Zweieinhalb Jahre Haft für mutmaßlichen PKK-Kader gefordert

Im Prozess gegen einen mutmaßlichen Funktionär der Arbeiterpartei Kurdistans (PKK) hat die Anklage am Oberlandesgericht Celle zweieinhalb Jahre Haft gefordert.

Celle. Die Generalstaatsanwaltschaft hält es für erwiesen, dass der 45-Jährige in der in Deutschland als terroristischen Vereinigung eingestuften und verbotenen PKK mitgewirkt hat, teilte das Gericht am Dienstag mit. Der Türke, der im Oktober festgenommen wurde, soll als Gebietsverantwortlicher zunächst im PKK-Gebiet Hannover und anschließend in Sachsen tätig gewesen sein. Das Plädoyer der Verteidigung wird am Donnerstag und das Urteil Anfang September erwartet.

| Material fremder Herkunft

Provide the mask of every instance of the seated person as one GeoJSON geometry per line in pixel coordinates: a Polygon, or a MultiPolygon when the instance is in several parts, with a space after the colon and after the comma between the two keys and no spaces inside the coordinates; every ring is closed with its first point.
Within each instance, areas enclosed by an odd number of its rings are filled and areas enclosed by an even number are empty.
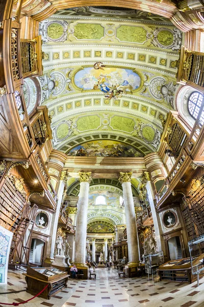
{"type": "Polygon", "coordinates": [[[70,269],[70,273],[72,275],[73,278],[76,278],[76,274],[78,270],[76,267],[76,266],[74,265],[70,269]]]}
{"type": "Polygon", "coordinates": [[[87,264],[86,264],[86,265],[87,266],[87,267],[88,267],[88,268],[89,268],[89,269],[90,269],[90,268],[91,268],[91,264],[90,264],[90,261],[87,261],[87,264]]]}

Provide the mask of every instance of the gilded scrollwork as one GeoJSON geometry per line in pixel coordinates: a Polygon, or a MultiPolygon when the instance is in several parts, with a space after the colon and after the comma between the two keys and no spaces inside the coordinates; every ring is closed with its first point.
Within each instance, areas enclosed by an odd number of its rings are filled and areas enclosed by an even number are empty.
{"type": "Polygon", "coordinates": [[[131,182],[132,174],[133,173],[132,172],[125,173],[120,172],[120,177],[118,178],[118,180],[121,184],[124,182],[131,182]]]}
{"type": "Polygon", "coordinates": [[[16,189],[17,191],[22,195],[24,198],[26,198],[26,192],[24,189],[25,183],[24,179],[21,177],[15,176],[15,175],[10,175],[9,179],[16,189]]]}
{"type": "Polygon", "coordinates": [[[68,174],[66,170],[62,171],[60,177],[60,180],[62,180],[66,184],[68,178],[68,174]]]}
{"type": "Polygon", "coordinates": [[[78,208],[67,207],[65,211],[67,214],[77,214],[78,208]]]}
{"type": "Polygon", "coordinates": [[[79,174],[80,176],[80,182],[88,182],[91,183],[91,172],[83,172],[79,171],[79,174]]]}
{"type": "Polygon", "coordinates": [[[0,162],[0,174],[3,174],[6,169],[6,163],[5,160],[0,162]]]}

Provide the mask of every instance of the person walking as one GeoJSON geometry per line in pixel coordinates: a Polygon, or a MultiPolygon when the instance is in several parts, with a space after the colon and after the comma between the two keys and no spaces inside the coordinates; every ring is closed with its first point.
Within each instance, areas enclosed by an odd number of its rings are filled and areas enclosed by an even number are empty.
{"type": "Polygon", "coordinates": [[[70,269],[70,273],[72,275],[73,278],[76,278],[76,273],[78,272],[78,270],[77,269],[77,268],[76,268],[76,266],[75,265],[74,265],[73,266],[73,267],[72,267],[70,269]]]}

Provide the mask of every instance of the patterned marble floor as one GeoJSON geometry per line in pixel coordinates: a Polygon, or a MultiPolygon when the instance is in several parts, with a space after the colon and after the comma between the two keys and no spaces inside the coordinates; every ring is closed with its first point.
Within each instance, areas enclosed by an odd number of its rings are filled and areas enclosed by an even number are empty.
{"type": "MultiPolygon", "coordinates": [[[[32,297],[25,291],[21,271],[9,270],[7,285],[0,288],[0,302],[20,302],[32,297]],[[4,292],[24,290],[16,294],[4,292]]],[[[204,307],[204,278],[200,285],[160,281],[146,277],[119,278],[114,269],[96,270],[96,279],[70,279],[67,288],[50,300],[36,298],[22,307],[204,307]]],[[[5,307],[1,305],[0,307],[5,307]]]]}

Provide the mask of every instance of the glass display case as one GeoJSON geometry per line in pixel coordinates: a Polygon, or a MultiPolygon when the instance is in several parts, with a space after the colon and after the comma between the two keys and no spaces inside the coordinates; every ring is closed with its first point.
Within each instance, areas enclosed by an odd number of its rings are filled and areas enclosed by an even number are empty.
{"type": "Polygon", "coordinates": [[[197,277],[199,285],[199,275],[204,274],[204,235],[188,242],[191,273],[197,277]]]}
{"type": "MultiPolygon", "coordinates": [[[[200,259],[203,259],[202,255],[192,257],[193,267],[200,263],[200,259]]],[[[158,273],[161,280],[169,280],[172,281],[184,281],[193,282],[196,279],[196,276],[191,272],[191,258],[184,258],[176,260],[169,261],[159,267],[158,273]]]]}
{"type": "Polygon", "coordinates": [[[149,279],[149,274],[152,275],[153,279],[154,274],[157,273],[157,269],[164,263],[163,251],[145,255],[144,261],[145,272],[148,274],[148,279],[149,279]]]}
{"type": "Polygon", "coordinates": [[[23,273],[27,283],[27,292],[36,295],[48,284],[48,287],[39,296],[49,299],[67,287],[70,275],[67,272],[52,267],[49,268],[28,267],[27,273],[23,273]]]}

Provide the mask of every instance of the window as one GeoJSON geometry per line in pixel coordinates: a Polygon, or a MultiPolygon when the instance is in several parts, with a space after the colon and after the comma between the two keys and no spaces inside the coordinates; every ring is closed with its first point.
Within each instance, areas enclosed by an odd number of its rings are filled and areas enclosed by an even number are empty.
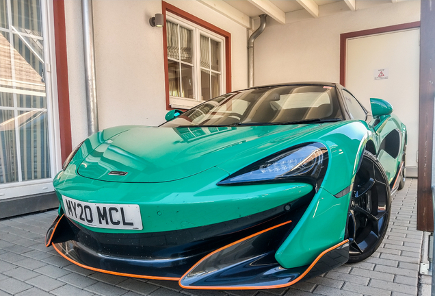
{"type": "Polygon", "coordinates": [[[164,1],[162,5],[167,108],[190,109],[230,91],[230,34],[164,1]]]}
{"type": "Polygon", "coordinates": [[[365,121],[367,114],[358,100],[346,90],[343,90],[343,94],[345,96],[345,101],[352,119],[365,121]]]}
{"type": "Polygon", "coordinates": [[[49,2],[0,0],[0,199],[52,188],[49,2]]]}

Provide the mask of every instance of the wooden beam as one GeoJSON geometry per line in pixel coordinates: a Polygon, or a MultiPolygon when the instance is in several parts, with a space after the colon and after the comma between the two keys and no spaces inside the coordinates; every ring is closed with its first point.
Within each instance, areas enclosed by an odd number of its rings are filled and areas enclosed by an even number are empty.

Zu Prozessauftakt hatte der 45-Jährige eine Erklärung verlesen, in der er zur PKK und der Lage in der Türkei Stellung bezog, ohne konkret auf die Anklagevorwürfe und seine persönliche Rolle einzugehen. In einer Woche wird am Oberlandesgericht Celle ebenfalls das Urteil gegen einen 38-jährigen mutmaßlichen PKK-Funktionär erwartet, der für die PKK in Hamburg und Oldenburg aktiv gewesen sein soll.